Initializing the Interpretable Workflow#

Models can be run through two workflow interfaces: InterpretableWorkflow and CrossConditionWorkflow (see the corresponding tutorial)
Once initialized, you can train and evaluate the model through the workflow interface.

# Initialize workflow object
workflow = InterpretableWorkflow(anndata, verbose=True, random_seed=42)

# Define the condition classes & batch key to prepare the data
factors = ["time", "age", "broad_type"]
workflow.prep_model(factors, batch_key="sample", model_type='Patches', model_args={'ld_normalize' : True})

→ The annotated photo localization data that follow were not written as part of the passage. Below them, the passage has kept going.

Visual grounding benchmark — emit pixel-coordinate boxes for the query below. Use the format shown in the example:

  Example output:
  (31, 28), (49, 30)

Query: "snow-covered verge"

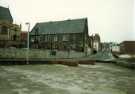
(0, 64), (135, 94)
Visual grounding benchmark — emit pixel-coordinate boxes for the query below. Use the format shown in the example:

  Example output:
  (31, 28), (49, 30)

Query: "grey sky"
(0, 0), (135, 42)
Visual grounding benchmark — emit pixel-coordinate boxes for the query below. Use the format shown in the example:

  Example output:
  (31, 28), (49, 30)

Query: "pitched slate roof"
(0, 6), (13, 22)
(30, 18), (87, 35)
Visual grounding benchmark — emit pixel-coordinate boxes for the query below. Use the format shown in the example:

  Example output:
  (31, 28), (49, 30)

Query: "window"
(54, 35), (58, 41)
(62, 35), (69, 41)
(1, 26), (8, 34)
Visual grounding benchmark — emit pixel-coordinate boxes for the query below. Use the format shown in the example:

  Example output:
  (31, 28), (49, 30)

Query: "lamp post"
(25, 22), (30, 64)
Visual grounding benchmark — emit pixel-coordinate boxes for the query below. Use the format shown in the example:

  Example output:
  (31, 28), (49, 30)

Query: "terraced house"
(30, 18), (90, 52)
(0, 6), (21, 47)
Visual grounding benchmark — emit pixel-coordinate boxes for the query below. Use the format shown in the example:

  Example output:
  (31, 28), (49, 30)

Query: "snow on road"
(0, 64), (135, 94)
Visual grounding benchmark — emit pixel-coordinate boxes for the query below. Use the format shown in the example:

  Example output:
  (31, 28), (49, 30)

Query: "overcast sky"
(0, 0), (135, 42)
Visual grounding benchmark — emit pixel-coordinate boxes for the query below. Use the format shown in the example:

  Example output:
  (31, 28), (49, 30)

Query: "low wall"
(0, 48), (85, 58)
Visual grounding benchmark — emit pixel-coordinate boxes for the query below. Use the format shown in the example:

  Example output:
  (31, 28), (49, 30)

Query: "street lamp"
(25, 22), (30, 64)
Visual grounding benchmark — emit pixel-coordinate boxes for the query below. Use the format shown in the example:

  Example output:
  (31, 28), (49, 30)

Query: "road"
(0, 63), (135, 94)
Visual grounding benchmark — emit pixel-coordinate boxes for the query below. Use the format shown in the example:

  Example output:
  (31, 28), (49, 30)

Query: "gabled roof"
(0, 6), (13, 22)
(30, 18), (87, 35)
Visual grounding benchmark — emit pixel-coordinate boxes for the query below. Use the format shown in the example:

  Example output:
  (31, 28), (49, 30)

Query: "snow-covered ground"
(0, 63), (135, 94)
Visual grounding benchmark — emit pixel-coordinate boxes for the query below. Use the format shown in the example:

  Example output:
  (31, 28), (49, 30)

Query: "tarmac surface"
(0, 63), (135, 94)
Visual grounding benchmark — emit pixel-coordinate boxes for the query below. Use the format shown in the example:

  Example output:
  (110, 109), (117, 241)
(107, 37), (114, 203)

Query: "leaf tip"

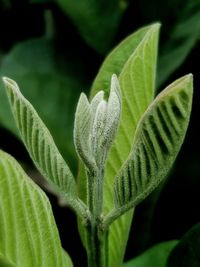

workflow.run_model(max_epochs=1000, convergence_threshold=1e-5, convergence_window=1000) # Lower the convergence threshold if you need a more accurate model, will increase training time
workflow.save_model("params/vu_ld")

Observing the Losses#

workflow.plot_loss()

../_images/3b609c48a31fefd0499dfbc0392ace4aa15f5d39c9359e09d330cf32caec682f.png

Obtaining Latent Embeddings#

workflow.write_embeddings()
workflow.anndata.obsm

Written embeddings to object 'anndata.obsm' under workflow.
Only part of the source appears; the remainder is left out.